Andy Maciver, director of political and media consultancy, Message Matters, said: “Despite all the campaigning on all sides, and the relentless media coverage, Scots are not altering their view in any significant numbers on the two big issues of independence or Brexit.
“People are tending not to alter their view because politicians on all sides have discredited themselves with outlandish predictions of dire consequences of a particular course of action.
“People simply don’t believe them anymore.
“The SNP has a strategic quandary – it has the parliamentary strength now to justify another referendum, but support for Yes is flatlining.
“To change either Brexit or independence numbers in any meaningful way probably requires a silver bullet, and the likelihood is that the silver bullet is a chaotic Brexit.”
Polling expert Sir John Curtice said our poll of 1,036 Scots was consistent with UK-wide polling which showed little significant movement in support for Leave or Remain since the 2016 EU referendum.
He said: “People are pessimistic about the consequences of Brexit but they blame the politicians – either the UK Government and or the EU – not their original choice in 2016. The fundamentals are viewed through a partisan lens and certainly not much will happen on indyref2 until Brexit is sorted.

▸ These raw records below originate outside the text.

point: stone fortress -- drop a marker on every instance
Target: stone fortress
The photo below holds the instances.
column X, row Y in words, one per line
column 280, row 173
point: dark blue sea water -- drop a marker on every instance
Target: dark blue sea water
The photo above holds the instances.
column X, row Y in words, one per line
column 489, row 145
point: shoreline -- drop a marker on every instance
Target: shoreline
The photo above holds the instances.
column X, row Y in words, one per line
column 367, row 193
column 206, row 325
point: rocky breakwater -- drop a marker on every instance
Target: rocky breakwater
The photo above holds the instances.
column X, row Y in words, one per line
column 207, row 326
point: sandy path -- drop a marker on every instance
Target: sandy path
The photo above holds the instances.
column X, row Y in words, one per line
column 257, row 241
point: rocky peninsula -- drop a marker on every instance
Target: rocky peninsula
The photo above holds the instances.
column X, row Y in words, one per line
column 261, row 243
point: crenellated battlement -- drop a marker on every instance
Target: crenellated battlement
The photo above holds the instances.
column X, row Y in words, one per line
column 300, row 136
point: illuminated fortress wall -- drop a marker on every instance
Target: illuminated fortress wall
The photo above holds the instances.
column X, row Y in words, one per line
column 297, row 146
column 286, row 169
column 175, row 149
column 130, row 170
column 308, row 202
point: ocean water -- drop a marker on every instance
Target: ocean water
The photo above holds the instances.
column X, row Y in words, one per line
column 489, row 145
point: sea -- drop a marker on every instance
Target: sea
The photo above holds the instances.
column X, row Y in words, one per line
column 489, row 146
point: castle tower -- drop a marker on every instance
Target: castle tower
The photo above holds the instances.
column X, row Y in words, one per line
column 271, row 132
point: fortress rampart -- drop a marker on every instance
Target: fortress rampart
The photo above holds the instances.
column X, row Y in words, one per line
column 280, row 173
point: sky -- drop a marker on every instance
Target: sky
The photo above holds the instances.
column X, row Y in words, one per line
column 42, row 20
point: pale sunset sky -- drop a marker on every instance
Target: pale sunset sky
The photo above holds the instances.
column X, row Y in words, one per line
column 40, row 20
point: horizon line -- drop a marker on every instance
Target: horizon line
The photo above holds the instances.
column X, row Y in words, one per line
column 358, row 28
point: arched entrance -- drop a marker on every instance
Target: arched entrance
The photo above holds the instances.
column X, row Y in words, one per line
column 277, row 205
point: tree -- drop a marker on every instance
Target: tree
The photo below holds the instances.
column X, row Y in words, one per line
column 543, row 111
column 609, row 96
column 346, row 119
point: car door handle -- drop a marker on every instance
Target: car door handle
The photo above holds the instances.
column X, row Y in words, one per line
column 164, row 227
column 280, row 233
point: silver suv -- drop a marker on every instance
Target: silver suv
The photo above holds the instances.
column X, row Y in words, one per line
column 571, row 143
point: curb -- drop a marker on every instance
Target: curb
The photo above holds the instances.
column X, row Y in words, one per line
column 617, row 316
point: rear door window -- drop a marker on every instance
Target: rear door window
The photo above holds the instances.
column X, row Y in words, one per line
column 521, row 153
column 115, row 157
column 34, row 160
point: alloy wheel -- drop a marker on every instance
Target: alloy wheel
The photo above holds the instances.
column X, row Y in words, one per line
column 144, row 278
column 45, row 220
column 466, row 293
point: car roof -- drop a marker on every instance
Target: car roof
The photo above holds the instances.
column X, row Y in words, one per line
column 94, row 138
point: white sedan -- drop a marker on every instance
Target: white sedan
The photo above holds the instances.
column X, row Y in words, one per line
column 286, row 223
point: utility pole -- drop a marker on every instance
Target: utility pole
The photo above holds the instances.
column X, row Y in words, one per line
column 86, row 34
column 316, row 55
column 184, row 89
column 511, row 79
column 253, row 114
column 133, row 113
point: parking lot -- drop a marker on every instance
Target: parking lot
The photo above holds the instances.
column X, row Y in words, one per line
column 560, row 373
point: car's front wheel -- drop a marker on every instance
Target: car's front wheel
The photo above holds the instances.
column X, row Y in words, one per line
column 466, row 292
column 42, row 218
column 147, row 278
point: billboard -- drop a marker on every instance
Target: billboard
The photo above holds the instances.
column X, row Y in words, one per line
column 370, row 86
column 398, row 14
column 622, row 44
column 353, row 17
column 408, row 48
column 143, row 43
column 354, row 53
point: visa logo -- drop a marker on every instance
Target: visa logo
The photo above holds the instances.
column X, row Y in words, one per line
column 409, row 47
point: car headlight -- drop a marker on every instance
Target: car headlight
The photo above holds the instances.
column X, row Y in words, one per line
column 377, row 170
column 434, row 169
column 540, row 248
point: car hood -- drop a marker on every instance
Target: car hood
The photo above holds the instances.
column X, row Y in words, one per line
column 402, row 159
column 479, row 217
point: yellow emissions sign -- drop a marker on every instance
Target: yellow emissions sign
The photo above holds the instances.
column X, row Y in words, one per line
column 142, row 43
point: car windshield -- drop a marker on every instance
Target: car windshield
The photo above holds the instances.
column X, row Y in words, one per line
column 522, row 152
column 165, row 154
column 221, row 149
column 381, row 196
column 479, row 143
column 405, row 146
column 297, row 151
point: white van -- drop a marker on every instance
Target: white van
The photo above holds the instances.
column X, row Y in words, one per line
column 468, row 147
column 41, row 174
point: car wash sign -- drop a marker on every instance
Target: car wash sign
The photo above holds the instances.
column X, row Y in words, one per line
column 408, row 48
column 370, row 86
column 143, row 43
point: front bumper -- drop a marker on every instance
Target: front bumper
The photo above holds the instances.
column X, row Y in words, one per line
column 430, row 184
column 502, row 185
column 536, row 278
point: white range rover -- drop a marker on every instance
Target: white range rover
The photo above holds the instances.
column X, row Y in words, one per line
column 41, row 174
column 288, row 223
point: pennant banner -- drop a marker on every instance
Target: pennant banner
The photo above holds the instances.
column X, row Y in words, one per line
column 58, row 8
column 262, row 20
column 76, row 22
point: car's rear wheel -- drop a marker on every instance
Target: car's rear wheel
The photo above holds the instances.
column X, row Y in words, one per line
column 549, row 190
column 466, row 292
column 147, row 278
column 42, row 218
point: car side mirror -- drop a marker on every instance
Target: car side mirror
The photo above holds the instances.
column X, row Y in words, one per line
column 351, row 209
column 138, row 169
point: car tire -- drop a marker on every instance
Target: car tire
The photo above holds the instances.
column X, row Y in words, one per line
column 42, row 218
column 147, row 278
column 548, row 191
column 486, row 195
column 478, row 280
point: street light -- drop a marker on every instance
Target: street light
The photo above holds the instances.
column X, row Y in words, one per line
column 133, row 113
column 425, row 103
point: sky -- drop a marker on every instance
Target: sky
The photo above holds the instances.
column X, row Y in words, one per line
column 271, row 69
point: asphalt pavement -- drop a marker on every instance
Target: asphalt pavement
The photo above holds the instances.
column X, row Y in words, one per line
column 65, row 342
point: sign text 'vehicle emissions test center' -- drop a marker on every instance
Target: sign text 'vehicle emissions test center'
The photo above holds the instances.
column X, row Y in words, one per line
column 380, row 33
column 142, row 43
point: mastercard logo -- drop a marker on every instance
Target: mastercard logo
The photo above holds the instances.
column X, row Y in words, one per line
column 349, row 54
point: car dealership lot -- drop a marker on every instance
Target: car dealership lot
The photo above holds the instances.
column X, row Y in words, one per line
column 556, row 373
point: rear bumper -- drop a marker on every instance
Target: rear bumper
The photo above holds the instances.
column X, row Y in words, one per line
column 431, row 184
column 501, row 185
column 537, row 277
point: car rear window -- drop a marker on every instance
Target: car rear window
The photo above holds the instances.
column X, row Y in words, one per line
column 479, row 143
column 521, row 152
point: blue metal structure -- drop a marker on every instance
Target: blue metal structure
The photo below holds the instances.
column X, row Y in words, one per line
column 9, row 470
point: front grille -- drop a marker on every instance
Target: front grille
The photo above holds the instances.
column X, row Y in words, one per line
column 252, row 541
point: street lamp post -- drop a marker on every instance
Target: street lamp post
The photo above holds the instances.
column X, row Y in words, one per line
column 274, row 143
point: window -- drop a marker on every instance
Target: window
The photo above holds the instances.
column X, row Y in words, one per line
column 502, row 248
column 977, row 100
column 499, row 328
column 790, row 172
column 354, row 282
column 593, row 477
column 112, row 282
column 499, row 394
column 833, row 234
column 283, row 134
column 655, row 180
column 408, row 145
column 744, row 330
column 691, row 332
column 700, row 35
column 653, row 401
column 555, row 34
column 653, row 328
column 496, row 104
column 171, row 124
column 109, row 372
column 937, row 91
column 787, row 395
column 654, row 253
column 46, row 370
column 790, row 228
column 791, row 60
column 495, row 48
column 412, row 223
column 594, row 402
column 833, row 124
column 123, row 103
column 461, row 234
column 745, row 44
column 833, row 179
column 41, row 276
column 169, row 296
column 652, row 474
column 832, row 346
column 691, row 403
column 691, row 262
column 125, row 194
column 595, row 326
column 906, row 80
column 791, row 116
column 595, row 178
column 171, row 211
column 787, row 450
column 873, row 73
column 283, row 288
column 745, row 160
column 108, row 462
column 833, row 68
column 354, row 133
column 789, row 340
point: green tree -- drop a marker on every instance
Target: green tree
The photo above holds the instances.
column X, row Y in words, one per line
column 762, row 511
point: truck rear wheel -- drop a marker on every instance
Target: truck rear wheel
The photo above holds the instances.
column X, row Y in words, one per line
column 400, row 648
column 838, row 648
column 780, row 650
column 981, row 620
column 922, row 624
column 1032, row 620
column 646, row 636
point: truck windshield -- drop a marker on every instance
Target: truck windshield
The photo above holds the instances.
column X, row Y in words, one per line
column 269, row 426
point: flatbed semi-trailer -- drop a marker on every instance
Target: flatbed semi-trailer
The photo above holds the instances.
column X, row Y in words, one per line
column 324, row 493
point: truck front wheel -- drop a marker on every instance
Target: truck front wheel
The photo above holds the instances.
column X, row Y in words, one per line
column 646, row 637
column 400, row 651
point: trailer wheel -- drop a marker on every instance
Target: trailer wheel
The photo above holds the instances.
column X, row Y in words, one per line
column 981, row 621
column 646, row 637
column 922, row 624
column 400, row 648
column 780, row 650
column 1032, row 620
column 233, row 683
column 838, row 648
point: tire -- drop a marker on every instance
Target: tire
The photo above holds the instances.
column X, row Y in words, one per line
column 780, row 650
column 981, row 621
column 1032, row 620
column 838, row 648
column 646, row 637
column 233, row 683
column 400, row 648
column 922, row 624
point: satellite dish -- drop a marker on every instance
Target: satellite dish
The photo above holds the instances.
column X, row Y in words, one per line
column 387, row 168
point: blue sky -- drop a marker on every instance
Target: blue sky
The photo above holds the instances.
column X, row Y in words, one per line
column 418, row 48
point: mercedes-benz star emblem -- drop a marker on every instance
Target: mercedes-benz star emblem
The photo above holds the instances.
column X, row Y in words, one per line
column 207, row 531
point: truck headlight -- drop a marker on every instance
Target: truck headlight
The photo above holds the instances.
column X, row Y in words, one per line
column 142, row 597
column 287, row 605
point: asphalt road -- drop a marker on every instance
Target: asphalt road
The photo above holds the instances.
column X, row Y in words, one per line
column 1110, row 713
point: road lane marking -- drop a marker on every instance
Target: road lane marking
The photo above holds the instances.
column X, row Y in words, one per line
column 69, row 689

Nicola Sturgeon is still tantalisingly short of majority backing for independence.
“Moreover, there is no guarantee that Brexit will eventually deliver her a Yes majority.
“While 16% of those who voted No in 2014 say that it makes them more likely to back independence, 10% of Yes voters state it has the opposite effect.”
He continued: “Ms Sturgeon faces a Brexit paradox.
“She and most of her party may be firmly committed to remaining part of the EU, but in truth she probably regards her shortest route to holding and winning a second independence referendum to be for the UK to leave the EU, only for the endeavour then to come to be regarded as something of a disaster by voters.”
The Survation poll shows support for the SNP at Westminster has increased, with the party on course to gain 11 seats from Labour and the Tories if there was another General Election.
At Holyrood the SNP remains the biggest party but seat projections show it would still need the support of the Greens for a pro-independence majority.
The poll, conducted last week, asked what extent do you have confidence in the UK Government to secure the best Brexit deal?
Only 5% said they had a lot of confidence, while a further 20% said they had some confidence.
A total of 70% said they had not much or no confidence, while the rest did not know.
Meanwhile SNP supporters, who are gathering in Glasgow today for the party’s conference, are divided over the sexual harassment allegations facing Alex Salmond, our poll reveals.
Police are currently investigating complaints against Salmond, who is in turn taking the Scottish Government to court over its handling of the allegations.
Our poll shows 41% of SNP voters are unsure if Salmond – who denies any wrongdoing – is right to take the court action. But 46% of SNP supporters who do have view back him.
Respondents were also asked how well they thought Nicola Sturgeon has handled the claims, with 29% saying she had handled it very or quite well, while 24% said very or quite badly.